People v Cisse
2024 NY Slip Op 03093 [228 AD3d 440]
June 6, 2024
Appellate Division, First Department
Published by New York State Law Reporting Bureau pursuant to Judiciary Law § 431.
As corrected through Wednesday, July 31, 2024


[*1]
 The People of the State of New York, Respondent,
v
Siaka Cisse, Appellant.

Jenay Nurse Guilford, Center for Appellate Litigation, New York (Corina R. Scott of counsel), for appellant.

Alvin L. Bragg, Jr., District Attorney, New York (Brent E. Yarnell of counsel), for respondent.

Judgment, Supreme Court, New York County (Cori H. Weston, J., at suppression hearing; Neil E. Ross, J., at plea and sentencing), rendered September 6, 2022, convicting defendant of attempted criminal possession of a weapon in the second degree, and sentencing him to a term of 364 days, unanimously affirmed.

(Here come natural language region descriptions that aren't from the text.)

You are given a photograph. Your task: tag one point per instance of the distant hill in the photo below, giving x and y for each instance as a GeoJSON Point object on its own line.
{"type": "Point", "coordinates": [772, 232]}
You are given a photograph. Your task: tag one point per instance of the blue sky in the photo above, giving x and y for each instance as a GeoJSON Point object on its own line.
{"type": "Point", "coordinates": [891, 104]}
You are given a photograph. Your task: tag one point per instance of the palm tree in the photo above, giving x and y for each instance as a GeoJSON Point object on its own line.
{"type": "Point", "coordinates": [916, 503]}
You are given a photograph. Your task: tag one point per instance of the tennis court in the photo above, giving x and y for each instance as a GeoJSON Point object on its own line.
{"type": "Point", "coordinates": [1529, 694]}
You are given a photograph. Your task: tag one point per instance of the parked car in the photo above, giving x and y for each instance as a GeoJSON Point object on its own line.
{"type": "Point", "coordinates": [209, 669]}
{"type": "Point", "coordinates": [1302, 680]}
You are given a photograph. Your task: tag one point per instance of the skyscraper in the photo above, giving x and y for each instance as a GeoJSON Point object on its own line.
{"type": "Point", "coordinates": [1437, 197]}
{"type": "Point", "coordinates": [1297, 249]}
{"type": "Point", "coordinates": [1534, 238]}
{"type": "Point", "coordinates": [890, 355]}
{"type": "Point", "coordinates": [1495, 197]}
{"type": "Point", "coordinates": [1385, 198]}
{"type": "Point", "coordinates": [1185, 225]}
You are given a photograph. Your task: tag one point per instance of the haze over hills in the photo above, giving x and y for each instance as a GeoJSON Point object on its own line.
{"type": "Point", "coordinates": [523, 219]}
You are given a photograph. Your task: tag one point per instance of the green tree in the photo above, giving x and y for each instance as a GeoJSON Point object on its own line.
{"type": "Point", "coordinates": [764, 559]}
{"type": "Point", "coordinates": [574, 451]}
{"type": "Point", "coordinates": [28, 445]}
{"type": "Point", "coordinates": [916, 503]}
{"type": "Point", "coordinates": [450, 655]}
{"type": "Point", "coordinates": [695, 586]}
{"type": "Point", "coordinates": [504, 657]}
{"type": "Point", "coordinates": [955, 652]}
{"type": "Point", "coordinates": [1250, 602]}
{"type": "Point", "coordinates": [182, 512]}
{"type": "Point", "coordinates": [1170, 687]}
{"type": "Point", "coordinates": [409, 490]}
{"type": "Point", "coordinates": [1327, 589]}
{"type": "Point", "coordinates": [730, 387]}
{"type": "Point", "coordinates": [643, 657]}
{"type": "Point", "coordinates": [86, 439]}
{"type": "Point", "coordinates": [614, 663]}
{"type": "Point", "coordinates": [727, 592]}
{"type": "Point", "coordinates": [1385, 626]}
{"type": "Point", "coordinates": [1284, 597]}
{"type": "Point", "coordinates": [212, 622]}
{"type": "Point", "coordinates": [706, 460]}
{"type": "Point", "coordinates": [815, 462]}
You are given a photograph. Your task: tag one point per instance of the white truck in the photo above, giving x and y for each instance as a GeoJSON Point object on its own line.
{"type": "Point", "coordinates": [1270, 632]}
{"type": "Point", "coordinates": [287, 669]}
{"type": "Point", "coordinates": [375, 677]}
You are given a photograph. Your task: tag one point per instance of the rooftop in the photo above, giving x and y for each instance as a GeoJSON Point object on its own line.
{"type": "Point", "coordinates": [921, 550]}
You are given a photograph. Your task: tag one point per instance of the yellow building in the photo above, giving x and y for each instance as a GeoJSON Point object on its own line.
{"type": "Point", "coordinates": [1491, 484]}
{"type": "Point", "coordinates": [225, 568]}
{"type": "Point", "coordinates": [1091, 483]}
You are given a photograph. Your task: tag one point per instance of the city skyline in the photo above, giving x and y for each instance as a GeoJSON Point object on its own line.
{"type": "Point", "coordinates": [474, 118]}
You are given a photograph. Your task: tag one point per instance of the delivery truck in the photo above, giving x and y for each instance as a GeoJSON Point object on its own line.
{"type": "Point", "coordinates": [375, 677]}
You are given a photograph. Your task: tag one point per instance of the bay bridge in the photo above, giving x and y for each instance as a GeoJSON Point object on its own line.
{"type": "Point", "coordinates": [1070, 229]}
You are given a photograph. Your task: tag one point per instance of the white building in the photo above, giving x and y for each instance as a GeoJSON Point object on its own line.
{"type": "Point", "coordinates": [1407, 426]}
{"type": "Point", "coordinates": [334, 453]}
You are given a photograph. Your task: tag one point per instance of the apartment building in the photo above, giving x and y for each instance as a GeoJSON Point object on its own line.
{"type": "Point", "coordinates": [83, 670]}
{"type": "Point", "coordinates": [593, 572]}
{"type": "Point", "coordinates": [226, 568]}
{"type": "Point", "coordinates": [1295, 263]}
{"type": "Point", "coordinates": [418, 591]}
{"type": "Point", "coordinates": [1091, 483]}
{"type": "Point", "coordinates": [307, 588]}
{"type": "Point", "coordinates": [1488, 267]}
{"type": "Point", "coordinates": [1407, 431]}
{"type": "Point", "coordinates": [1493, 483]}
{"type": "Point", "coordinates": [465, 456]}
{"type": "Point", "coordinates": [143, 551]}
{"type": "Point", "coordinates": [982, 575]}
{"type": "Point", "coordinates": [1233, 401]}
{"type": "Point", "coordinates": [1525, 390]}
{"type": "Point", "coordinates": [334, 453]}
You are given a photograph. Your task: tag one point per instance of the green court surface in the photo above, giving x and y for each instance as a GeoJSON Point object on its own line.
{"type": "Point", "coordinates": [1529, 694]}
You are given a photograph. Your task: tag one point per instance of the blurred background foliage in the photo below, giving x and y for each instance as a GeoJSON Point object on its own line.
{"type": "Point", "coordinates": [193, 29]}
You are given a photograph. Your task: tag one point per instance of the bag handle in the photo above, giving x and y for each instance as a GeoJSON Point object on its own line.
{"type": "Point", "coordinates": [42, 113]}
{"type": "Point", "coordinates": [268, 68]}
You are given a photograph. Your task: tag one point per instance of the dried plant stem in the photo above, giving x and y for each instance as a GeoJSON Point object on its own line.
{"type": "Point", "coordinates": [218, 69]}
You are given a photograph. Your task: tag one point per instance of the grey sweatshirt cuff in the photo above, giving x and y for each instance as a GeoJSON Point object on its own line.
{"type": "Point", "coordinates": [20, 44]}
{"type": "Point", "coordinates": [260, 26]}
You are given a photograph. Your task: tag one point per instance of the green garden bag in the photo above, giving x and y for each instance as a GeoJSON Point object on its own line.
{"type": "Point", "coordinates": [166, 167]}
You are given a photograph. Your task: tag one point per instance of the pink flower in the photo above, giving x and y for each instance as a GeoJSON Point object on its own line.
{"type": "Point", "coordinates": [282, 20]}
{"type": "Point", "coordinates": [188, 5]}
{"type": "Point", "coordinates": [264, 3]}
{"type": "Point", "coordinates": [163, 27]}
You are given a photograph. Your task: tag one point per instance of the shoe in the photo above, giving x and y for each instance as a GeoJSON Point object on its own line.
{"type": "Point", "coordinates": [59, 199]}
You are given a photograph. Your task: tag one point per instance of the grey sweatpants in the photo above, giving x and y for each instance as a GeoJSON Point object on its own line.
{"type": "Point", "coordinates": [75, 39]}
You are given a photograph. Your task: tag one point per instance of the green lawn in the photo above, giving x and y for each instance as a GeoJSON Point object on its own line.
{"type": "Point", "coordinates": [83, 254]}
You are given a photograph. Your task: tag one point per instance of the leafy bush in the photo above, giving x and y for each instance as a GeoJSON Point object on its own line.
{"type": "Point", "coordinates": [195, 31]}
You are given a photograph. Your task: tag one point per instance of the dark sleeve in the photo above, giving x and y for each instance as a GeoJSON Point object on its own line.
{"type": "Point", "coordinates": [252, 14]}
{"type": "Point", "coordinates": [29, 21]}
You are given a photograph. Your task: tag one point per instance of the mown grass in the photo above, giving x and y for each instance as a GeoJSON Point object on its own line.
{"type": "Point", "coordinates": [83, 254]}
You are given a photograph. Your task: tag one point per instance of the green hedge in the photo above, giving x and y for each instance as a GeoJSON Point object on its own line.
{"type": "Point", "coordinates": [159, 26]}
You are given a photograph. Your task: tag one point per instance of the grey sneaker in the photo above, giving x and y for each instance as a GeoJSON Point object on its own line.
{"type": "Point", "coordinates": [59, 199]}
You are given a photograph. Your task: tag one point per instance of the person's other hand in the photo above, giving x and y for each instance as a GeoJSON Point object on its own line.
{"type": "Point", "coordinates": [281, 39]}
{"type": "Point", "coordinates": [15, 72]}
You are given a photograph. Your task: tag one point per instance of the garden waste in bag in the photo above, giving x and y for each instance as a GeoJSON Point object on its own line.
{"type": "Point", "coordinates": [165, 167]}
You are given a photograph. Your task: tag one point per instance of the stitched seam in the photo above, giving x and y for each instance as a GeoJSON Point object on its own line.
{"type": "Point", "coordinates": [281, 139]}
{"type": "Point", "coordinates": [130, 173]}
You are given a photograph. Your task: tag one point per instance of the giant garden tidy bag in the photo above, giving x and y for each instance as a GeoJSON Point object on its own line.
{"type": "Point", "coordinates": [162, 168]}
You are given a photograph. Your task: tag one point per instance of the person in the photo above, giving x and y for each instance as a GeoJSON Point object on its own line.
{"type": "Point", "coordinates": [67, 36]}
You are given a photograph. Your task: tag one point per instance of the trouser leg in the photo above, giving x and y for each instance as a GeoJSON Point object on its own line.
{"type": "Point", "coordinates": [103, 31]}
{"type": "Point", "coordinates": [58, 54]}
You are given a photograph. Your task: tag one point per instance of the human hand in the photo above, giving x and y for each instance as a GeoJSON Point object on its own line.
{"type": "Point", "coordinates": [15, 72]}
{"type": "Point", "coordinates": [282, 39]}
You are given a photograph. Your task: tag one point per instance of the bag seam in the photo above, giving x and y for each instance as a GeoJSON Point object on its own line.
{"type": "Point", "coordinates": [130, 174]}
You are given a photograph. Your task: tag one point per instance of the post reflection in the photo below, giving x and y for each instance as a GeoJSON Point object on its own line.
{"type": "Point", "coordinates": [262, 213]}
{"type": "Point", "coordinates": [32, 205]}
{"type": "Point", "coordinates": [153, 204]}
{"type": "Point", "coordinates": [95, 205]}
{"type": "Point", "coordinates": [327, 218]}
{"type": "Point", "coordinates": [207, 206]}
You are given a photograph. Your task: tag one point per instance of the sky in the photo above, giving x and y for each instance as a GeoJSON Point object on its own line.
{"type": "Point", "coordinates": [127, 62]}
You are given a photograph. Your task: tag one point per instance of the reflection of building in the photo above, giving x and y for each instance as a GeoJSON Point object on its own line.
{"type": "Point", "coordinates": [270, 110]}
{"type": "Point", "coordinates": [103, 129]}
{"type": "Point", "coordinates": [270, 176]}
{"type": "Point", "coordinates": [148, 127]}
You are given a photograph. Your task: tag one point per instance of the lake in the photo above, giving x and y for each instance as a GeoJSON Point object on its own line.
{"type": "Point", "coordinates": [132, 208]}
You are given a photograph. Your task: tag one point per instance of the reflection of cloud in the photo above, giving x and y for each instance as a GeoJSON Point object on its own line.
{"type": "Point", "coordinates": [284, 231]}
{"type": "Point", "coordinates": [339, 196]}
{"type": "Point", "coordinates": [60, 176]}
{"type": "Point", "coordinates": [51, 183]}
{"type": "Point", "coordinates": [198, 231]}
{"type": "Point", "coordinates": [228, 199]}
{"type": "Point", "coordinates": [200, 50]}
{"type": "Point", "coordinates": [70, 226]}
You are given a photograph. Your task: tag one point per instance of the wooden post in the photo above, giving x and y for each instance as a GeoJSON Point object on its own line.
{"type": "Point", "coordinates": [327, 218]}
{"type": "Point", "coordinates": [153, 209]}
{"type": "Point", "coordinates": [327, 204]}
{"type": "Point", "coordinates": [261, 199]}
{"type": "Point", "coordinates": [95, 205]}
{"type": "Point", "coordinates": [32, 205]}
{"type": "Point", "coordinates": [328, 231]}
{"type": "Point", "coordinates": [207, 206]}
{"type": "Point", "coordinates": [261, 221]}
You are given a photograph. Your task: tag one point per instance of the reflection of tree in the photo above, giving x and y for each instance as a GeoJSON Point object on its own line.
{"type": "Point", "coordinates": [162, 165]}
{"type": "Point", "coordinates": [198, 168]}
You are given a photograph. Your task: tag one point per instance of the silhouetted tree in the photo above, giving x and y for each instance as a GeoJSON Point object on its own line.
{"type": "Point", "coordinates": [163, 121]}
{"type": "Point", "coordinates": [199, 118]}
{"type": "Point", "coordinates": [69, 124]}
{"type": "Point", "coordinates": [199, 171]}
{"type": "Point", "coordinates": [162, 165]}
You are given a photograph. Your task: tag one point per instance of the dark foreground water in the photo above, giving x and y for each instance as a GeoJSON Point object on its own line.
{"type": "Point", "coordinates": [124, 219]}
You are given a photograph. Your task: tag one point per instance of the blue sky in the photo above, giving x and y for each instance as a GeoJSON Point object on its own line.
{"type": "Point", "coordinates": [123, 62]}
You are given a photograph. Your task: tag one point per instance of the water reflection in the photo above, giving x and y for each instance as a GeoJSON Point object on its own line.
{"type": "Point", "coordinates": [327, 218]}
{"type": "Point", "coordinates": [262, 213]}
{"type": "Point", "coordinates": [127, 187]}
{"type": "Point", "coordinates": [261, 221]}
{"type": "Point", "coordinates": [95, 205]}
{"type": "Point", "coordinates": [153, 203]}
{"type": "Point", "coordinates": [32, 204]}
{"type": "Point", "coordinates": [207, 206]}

As an initial matter, we find defendant's waiver of the right to appeal to be invalid. The court did not make clear that the right to appeal is separate and distinct from the trial rights defendant was waiving by entering a guilty plea (see People v Ellis, 194 AD3d 428, 428 [1st Dept 2021], lv denied 37 NY3d 964 [2021]; People v Bonilla, 211 AD3d 614, 615 [1st Dept 2022]). The court further failed to explain that a waiver of the right to appeal is not an absolute bar to direct appeal and that some issues are nonwaivable (see People v Bisono, 36 NY3d 1013, 1017 [2020]). Thus, the record does not demonstrate that defendant had a full appreciation of the consequences of the waiver (see People v Lopez, 6 NY3d 248, 256 [2006]; People v Thorne, 207 AD3d 73, 77 [1st Dept 2022]). The written waiver also does not cure the defects in the court's oral colloquy, as there was a conflict between the colloquy and the written waiver, thus causing confusion as to waiver's effect (see People v Thomas, 34 NY3d 545, 560 [2019], cert denied 589 US —, 140 S Ct 2634 [2020]; Thorne, 207 AD3d at 77).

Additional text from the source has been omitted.